Von Katrin Pasieka-Zapf und Lisa Sebald

Mit seinem rechten Fuß steht Bastian Weiß auf einem nur wenige Zentimeter breiten Vorsprung. Mit den Fingerspitzen versucht er den nächsten Griff zu berühren. Die Wand hat einen leichten Überhang, den nächsten Tritt zu erreichen, kostet Kraft. Loslassen und aus drei Metern abstürzen, ist in der Boulderhalle in Weiden zwar relativ ungefährlich, aber der Ehrgeiz es zum sogenannten "Top" zu schaffen, ist groß. Schon nach wenigen Sekunden heißt es für den Profi: Geschafft! Mit einem Sprung geht es zurück auf die dicke Weichbodenmatte.

Eine soziale Sportart

Bastian Weiß ist seit 2014 im Boulderverein aktiv. Er engagiert sich im sogenannten "Schrauberteam", das heißt er ist für alle Routen zuständig und platziert die Griffe an den Wänden. "Beim Bouldern kommt es nicht nur auf die Muskelkraft an", sagt der 37-Jährige. Um die vorgegebenen Routen zu bezwingen, spielen die richtige Bewegungstechnik, Fantasie und Kreativität eine wichtige Rolle. "Wer sich gerne eine Strategie zurecht legt oder gerne tüftelt, ist beim Bouldern deshalb genau richtig", sagt er. Das Schöne: Klettern kann man alleine, im Team oder mit Freunden. Beim Austausch über eine mögliche Route oder Technik komme man schnell mit anderen ins Gespräch. Es sei ein sehr sozialer Sport, so Weiß. Vielleicht wird Bouldern – das Klettern ohne Seil – auch aus diesem Grund immer beliebter. Laut Deutschem Alpenverein (DAV) gibt es in Deutschland weit über 500 Kletter- und Boulderhallen, Tendenz steigend. Rund 220 Anlagen werden von den Sektionen des DAV betrieben, 200 weitere von kommerziellen Anbietern.
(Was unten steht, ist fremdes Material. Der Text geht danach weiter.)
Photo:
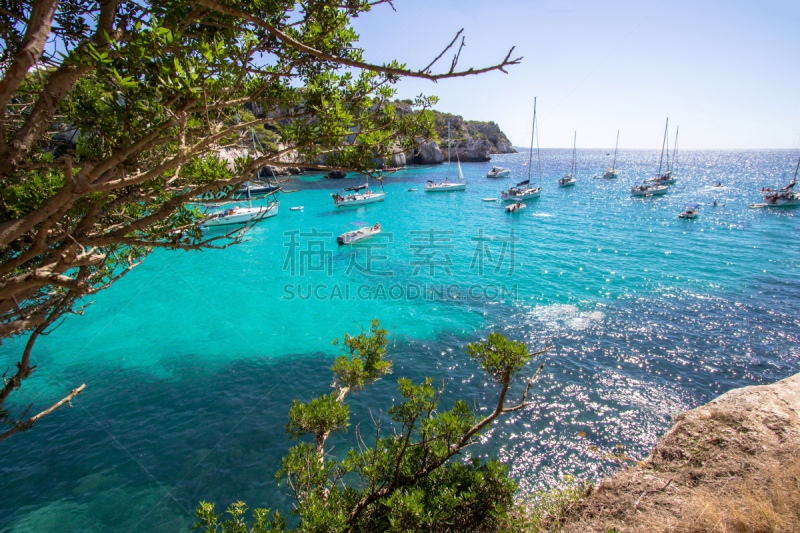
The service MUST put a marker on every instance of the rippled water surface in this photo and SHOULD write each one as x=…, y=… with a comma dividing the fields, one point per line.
x=192, y=360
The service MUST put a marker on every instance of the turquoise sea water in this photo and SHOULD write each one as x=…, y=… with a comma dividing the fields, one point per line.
x=192, y=360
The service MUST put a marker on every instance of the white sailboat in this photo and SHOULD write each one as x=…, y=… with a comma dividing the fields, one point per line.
x=569, y=180
x=783, y=197
x=363, y=233
x=357, y=198
x=523, y=189
x=651, y=187
x=447, y=185
x=666, y=178
x=240, y=214
x=498, y=172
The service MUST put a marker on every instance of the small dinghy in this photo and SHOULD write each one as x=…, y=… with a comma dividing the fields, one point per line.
x=690, y=212
x=363, y=233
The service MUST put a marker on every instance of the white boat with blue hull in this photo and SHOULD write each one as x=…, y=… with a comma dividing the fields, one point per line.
x=358, y=198
x=447, y=185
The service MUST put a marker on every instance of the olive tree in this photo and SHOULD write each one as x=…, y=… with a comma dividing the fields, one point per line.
x=113, y=114
x=405, y=477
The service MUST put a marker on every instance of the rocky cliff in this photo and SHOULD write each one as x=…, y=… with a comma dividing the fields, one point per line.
x=730, y=465
x=470, y=140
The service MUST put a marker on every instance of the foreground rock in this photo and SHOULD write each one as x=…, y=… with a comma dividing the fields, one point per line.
x=730, y=465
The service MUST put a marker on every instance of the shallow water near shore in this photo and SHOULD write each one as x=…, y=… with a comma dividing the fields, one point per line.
x=192, y=360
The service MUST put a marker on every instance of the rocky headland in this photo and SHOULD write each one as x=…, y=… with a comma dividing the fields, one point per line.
x=470, y=140
x=732, y=465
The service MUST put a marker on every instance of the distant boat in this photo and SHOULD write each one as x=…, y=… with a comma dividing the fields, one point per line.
x=447, y=185
x=667, y=178
x=498, y=172
x=784, y=197
x=691, y=211
x=569, y=180
x=650, y=187
x=611, y=173
x=523, y=189
x=241, y=214
x=363, y=233
x=356, y=198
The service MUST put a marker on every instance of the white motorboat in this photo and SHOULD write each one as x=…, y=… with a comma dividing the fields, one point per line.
x=241, y=215
x=448, y=185
x=611, y=173
x=660, y=184
x=523, y=189
x=569, y=180
x=357, y=197
x=784, y=197
x=363, y=233
x=691, y=211
x=498, y=172
x=649, y=190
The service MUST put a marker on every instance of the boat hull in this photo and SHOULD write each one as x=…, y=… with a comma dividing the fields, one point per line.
x=653, y=191
x=524, y=196
x=446, y=188
x=353, y=237
x=243, y=217
x=361, y=200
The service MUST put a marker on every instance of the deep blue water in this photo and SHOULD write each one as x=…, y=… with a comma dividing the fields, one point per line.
x=192, y=360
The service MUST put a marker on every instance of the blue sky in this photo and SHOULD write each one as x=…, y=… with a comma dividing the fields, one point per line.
x=727, y=73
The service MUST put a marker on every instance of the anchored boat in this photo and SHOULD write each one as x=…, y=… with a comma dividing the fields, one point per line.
x=447, y=185
x=523, y=189
x=498, y=172
x=784, y=197
x=569, y=180
x=363, y=233
x=655, y=187
x=357, y=197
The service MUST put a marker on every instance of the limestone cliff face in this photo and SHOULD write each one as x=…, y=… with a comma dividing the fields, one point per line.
x=470, y=141
x=718, y=460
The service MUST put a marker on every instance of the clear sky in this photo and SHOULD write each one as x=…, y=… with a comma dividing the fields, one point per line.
x=727, y=73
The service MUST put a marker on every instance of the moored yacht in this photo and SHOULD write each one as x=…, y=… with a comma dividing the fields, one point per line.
x=357, y=197
x=523, y=189
x=498, y=172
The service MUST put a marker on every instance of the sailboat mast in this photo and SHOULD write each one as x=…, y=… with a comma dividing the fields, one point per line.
x=675, y=148
x=794, y=180
x=538, y=156
x=533, y=128
x=448, y=150
x=663, y=143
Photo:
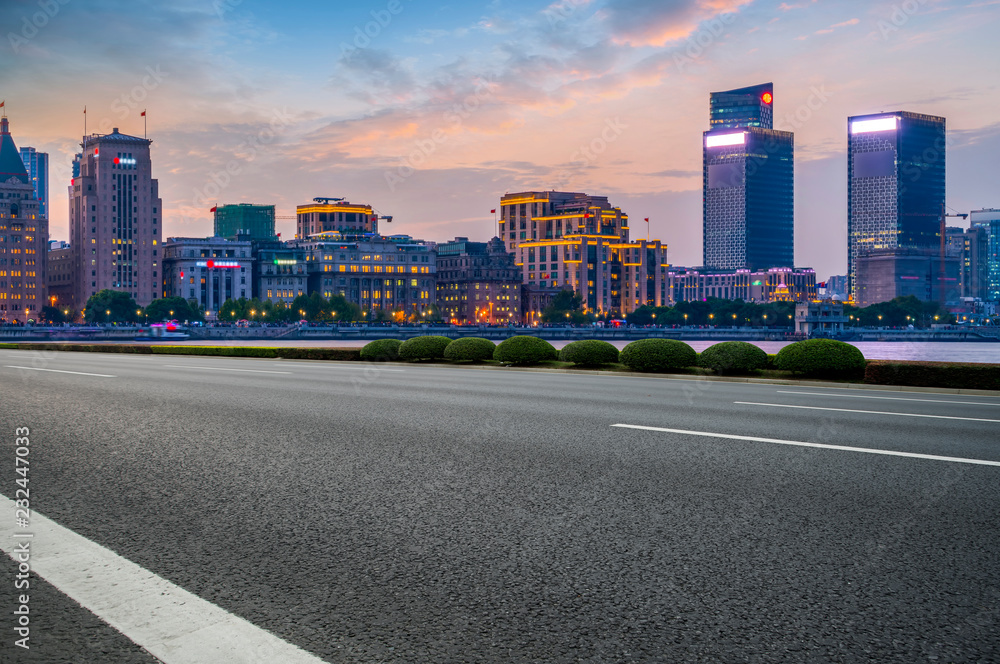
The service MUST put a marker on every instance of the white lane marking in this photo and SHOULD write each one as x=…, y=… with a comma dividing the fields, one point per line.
x=174, y=625
x=869, y=412
x=865, y=396
x=842, y=448
x=78, y=373
x=184, y=366
x=341, y=366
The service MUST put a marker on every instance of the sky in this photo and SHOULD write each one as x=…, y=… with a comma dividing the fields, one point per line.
x=431, y=112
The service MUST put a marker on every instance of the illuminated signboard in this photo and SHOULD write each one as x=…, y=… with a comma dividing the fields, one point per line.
x=890, y=123
x=725, y=139
x=217, y=264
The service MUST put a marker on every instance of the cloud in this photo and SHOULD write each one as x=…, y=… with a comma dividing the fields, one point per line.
x=658, y=22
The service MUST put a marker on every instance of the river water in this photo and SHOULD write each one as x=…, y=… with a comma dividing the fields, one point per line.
x=930, y=351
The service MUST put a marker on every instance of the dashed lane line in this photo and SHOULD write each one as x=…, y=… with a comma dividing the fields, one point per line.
x=174, y=625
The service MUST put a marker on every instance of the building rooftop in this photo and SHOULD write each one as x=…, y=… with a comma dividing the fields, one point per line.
x=11, y=165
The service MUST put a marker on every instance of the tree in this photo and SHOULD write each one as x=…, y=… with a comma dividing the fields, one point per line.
x=111, y=306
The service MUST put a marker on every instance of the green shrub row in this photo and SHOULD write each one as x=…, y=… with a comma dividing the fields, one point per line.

Ergänzt werden die großen Kletteranlagen von kleineren Wänden, die beispielsweise in Fitnesscentern, Schulen, Universitäten oder Reha-Einrichtungen zu finden sind.

Das Glashaus in Weiden

Dem Kletter- und Bouldersport können Interessierte auch in Weiden nachgehen. "Fünf Freunde wollten 2013 die lokale Kletterszene in Weiden zusammenbringen und eine regionale Trainingsmöglichkeit schaffen", erzählt Weiß. Ein ehemaliges Gewächshaus funktionierte die Gruppe dann zur Boulderhalle um - mit einem Trainingsbereich im Freien. Mittlerweile gibt es bereits zwei Hallen. 500 Quadratmeter Kletterfläche mit Tageslicht und frischer Luft stehen allen Interessierten zur Verfügung. Und die Nachfrage ist groß: 250 Mitglieder hat der Boulderverein Glashaus derzeit.

Die Regeln

Bouldern und Klettern sind zwar ähnlich, allerdings gibt es dennoch große Unterschiede: "Klettern findet in großen Hallen oder draußen statt – mit Sicherung von Seilen und Helmen. Beim Bouldern braucht man das Ganze nicht. Bequeme Kleidung mit viel Bewegungsfreiheit ist am wichtigsten", sagt Weiß. Zur Ausrüstung gehören zudem spezielle Schuhe und Magnesium für die Hände. Beides kann vor Ort gegen eine Gebühr ausgeliehen werden. Fertig gekleidet, geht es dann an die Kletterwand. Die Routen sind mit verschiedenen Farben nach ihrer Schwierigkeit markiert. Neueinsteiger starten im Glashaus mit der blauen Route – Schwierigkeitsgrad "schwer". Bastian Weiß lacht und sagt: "Für Anfänger gibt es nämlich nichts Leichtes."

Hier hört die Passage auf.